Playing femme fatale Rose Loomis in Niagra (1953) finally conferred star status upon Marilyn. Lead roles in Gentlemen Prefer Blondes and How to Marry a Millionaire followed, along with the accolade of being named Photoplay magazine’s Best New Actress of 1953.
1955 marked the beginning of Marilyn’s attempts to shed the ‘dumb blonde’ persona for which she’d become famous. She moved to New York to take acting classes with Lee Strasberg at his Actors' Studio and then founded her own company, Marilyn Monroe Productions. MMP films such as Bus Stop and The Prince and the Showgirl see the actress taking on meatier, more demanding roles and in 1959 she won her first major acting award - a Golden Globe for Best Actress in a Comedy for her performance in Some Like It Hot. Director Billy Wilder complained that the actress had been difficult to work with due to her unpredictable moods and tardiness, yet the film was by far the biggest success of both their careers. Marilyn married her third husband, playwright Arthur Miller, in 1956 and he wrote the part of Roslyn Taber in The Misfits (1961) for her. This was to be her last completed film, in which she starred opposite Clarke Gable. Her final public appearance, meanwhile, was to sing Happy Birthday to President John F Kennedy in May 1962 wearing a shimmering floor length dress by Jean Louis.
Behind her glamourous persona, Marilyn’s life was a blighted with broken marriages, affairs, disruptive upbringing and an apparent discontent with the way in which the public perceived her. Life as a living doll was less sweet it would seem.

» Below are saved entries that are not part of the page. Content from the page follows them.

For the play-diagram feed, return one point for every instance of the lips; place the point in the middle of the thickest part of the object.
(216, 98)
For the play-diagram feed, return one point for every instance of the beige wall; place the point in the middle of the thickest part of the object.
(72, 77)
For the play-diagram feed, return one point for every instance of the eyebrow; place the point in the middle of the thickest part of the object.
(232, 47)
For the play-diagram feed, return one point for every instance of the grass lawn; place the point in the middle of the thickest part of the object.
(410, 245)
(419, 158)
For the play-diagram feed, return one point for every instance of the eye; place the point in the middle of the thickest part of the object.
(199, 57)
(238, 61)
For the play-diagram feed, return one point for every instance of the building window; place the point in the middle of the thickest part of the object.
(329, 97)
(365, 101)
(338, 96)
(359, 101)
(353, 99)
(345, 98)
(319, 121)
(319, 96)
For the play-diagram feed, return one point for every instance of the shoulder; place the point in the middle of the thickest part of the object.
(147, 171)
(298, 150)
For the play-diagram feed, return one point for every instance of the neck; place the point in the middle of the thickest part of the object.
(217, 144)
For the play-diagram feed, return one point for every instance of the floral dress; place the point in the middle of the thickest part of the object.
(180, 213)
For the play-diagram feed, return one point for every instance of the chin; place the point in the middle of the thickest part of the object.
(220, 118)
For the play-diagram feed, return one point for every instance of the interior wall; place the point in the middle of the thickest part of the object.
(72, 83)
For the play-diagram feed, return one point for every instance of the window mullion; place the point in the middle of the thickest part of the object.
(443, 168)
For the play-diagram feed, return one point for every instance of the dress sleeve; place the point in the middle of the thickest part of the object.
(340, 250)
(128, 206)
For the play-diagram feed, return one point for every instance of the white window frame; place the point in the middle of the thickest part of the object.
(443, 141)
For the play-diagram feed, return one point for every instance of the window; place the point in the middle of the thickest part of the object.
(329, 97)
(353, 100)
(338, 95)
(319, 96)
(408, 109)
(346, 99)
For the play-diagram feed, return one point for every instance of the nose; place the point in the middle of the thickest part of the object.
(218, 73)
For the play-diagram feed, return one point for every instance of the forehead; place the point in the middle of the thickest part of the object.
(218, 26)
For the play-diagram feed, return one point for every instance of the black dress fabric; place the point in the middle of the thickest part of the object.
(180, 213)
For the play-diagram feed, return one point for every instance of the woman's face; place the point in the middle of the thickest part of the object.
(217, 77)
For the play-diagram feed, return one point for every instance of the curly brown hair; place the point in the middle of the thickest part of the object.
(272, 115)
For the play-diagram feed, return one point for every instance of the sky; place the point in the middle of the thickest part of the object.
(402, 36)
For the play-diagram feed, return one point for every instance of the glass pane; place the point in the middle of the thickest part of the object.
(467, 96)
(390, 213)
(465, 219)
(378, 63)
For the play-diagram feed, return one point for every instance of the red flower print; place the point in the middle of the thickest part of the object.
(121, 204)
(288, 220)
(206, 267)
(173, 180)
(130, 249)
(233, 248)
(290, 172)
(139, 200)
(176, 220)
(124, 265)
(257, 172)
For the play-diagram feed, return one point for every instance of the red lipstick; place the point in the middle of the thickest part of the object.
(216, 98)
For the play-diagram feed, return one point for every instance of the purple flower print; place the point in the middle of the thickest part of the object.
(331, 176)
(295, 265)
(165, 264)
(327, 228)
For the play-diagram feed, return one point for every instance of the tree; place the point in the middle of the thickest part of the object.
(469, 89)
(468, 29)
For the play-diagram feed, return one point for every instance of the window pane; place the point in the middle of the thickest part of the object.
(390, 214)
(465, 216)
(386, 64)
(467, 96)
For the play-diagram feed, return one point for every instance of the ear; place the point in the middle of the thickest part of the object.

After her tragically premature death in 1962 (officially classed as ‘probable suicide’ although conspiracy theories abound), her star has far from faded. Enshrined in Andy Warhol’s famous print series, her image is still glimpsed all around us. The American Film Institute ranked Marilyn as the sixth greatest female star of all time in 1999 and she is rarely out of the Forbes list of top posthumous earners, highlighting her status as cinema’s most popular blonde bombshell.
VS Recommends: A new film My Week with Marilyn due out early 2011 tells the story of writer and film producer Colin Clark the week that he chaperoned Marilyn on the set of The Prince and the Showgirl.